Secondo le prime ricostruzioni, il ragazzo aveva ferito l’amico di famiglia dopo aver ucciso il padre. L’uomo ferito era riuscito a dare l’allarme. Al momento del delitto in casa non c’erano altre persone.
Sacha Chang è alto circa 175 centimetri ed al momento della fuga indossava una t-shirt bianca. Da alcuni giorni, padre e figlio erano ospiti di una famiglia di amici che abita a Montaldo, nei pressi di Mondovì (Cuneo).
Il giovane, giudicato “pericoloso” dalle forze dell’ordine, è stato arrestato nei boschi del Cuneese dopo che, nelle scorse ore, i militari dell’Arma avevano circoscritto la zona.
Il 21enne, infatti, era stato localizzato già giovedì da un militare nei boschi, ma è poi riuscito a fuggire nuovamente fino a questa mattina quando tre carabinieri della stazione Limone Piemonte lo hanno bloccato e arrestato. Il ragazzo, una volta bloccato, lo sguardo perso nel vuoto, si è chiuso nel silenzio e non ha opposto resistenza.
“Siamo partiti da un ponte denominato ‘Ponte dell’asino’, eravamo un gruppo di 10 cacciatori con una cinquantina di carabinieri.
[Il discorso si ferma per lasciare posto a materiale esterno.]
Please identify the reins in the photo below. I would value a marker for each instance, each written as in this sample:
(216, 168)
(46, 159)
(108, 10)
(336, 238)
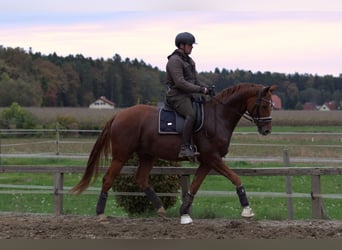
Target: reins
(249, 115)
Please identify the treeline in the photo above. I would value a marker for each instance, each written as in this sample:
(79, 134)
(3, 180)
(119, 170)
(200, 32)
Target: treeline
(33, 79)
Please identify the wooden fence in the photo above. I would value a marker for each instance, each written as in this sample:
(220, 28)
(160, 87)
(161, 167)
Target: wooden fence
(186, 172)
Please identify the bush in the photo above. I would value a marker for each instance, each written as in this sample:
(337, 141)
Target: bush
(134, 205)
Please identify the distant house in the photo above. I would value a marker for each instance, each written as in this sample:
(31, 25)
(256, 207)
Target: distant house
(102, 103)
(309, 106)
(276, 102)
(328, 106)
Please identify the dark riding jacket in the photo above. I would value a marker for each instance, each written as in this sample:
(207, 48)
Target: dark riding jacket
(181, 75)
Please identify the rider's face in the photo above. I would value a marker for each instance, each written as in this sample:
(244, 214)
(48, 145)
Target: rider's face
(188, 49)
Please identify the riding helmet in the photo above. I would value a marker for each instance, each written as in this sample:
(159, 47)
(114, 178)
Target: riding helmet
(185, 38)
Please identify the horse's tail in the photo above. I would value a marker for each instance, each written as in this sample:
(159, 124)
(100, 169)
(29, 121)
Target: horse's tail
(101, 149)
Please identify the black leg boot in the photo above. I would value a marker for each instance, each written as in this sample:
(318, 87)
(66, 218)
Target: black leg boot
(186, 150)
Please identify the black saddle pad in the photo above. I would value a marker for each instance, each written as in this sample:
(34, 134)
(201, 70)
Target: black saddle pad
(170, 122)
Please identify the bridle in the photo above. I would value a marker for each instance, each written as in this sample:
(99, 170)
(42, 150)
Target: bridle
(256, 109)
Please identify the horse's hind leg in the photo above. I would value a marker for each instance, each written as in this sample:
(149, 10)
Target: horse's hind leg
(107, 182)
(141, 178)
(247, 212)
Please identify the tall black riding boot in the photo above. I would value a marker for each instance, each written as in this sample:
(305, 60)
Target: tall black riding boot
(186, 150)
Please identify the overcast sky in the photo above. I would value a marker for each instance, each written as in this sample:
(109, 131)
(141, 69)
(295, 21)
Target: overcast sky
(258, 35)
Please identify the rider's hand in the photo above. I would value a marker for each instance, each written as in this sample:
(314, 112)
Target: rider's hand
(204, 90)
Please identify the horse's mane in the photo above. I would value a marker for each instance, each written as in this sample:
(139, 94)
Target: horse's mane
(237, 91)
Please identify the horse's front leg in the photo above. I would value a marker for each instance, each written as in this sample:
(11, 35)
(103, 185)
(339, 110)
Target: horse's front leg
(188, 197)
(247, 212)
(141, 178)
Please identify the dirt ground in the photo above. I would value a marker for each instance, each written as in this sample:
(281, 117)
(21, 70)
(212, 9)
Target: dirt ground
(23, 226)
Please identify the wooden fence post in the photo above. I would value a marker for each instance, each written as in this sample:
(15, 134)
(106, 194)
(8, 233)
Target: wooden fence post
(288, 185)
(185, 184)
(317, 201)
(58, 193)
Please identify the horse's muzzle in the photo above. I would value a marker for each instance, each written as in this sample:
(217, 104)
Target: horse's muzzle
(264, 125)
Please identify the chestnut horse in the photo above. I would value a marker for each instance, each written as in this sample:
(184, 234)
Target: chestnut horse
(135, 130)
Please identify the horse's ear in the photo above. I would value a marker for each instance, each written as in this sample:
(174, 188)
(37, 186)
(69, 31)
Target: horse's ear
(273, 88)
(270, 88)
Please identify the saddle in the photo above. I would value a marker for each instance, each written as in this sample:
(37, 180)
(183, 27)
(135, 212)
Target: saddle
(170, 122)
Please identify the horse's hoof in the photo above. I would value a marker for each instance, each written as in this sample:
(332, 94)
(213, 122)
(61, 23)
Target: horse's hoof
(186, 219)
(247, 212)
(102, 219)
(161, 212)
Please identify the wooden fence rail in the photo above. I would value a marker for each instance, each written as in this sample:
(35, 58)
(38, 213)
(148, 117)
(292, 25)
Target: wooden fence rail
(186, 172)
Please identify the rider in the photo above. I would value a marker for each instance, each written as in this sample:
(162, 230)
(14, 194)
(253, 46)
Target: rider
(182, 83)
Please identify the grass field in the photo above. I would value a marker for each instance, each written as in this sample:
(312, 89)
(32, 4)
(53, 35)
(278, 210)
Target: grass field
(321, 141)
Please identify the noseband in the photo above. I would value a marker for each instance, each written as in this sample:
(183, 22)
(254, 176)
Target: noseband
(256, 118)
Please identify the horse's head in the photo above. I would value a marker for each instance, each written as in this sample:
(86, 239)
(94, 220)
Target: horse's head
(259, 109)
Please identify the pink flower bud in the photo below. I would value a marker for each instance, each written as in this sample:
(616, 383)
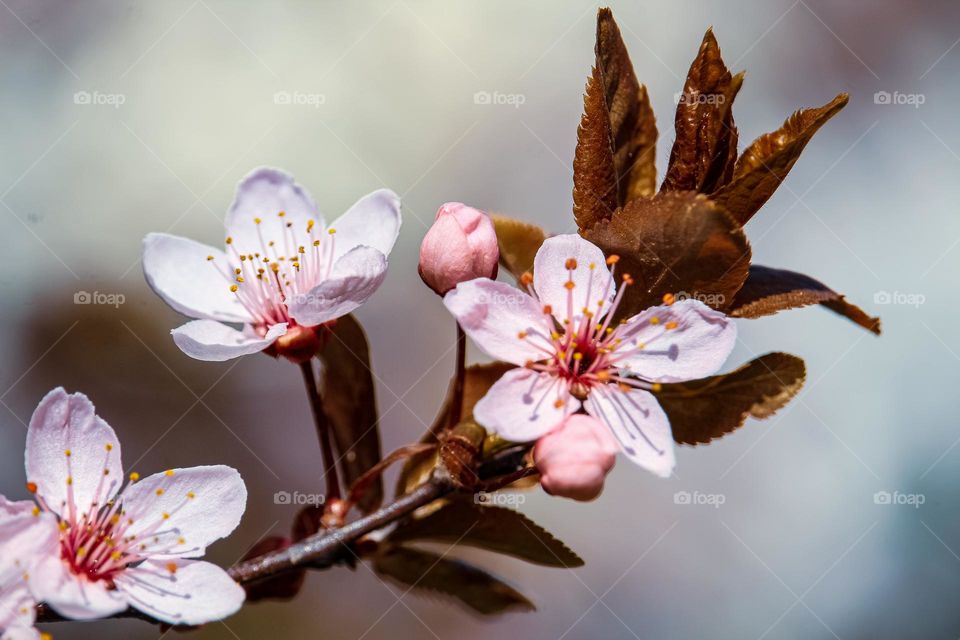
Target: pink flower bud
(461, 245)
(575, 458)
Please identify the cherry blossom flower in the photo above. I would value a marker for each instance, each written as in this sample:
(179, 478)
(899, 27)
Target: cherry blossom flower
(26, 536)
(572, 355)
(282, 275)
(118, 546)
Abbiamo battuto la zona ‘a rastrello’ fino ai pressi dell’abitato di Torre Mondovi’. Una parte di noi era più in alto e sono stati loro ad averlo notato”. Così, Emiliano Negro, presidente di Federcaccia Mondovi’, racconta in una video intervista pubblicata da L’Unione Monregalese, come anche i cacciatori della zona abbiano partecipato con i carabinieri alla ricerca, fino al ritrovamento, di Sacha Chang, il 21enne ricercato per il duplice omicidio di Montaldo.
“Era nascosto fuori dalla cappella di San Bernardo – spiega – che si trova sul crinale tra il Comune di Torre e il Comune di Pamparato. Stava dormendo”. “La zona interessata dalle ricerche – prosegue – non era impervia, se non per un paio di punti, però il problema era che è molto estesa”.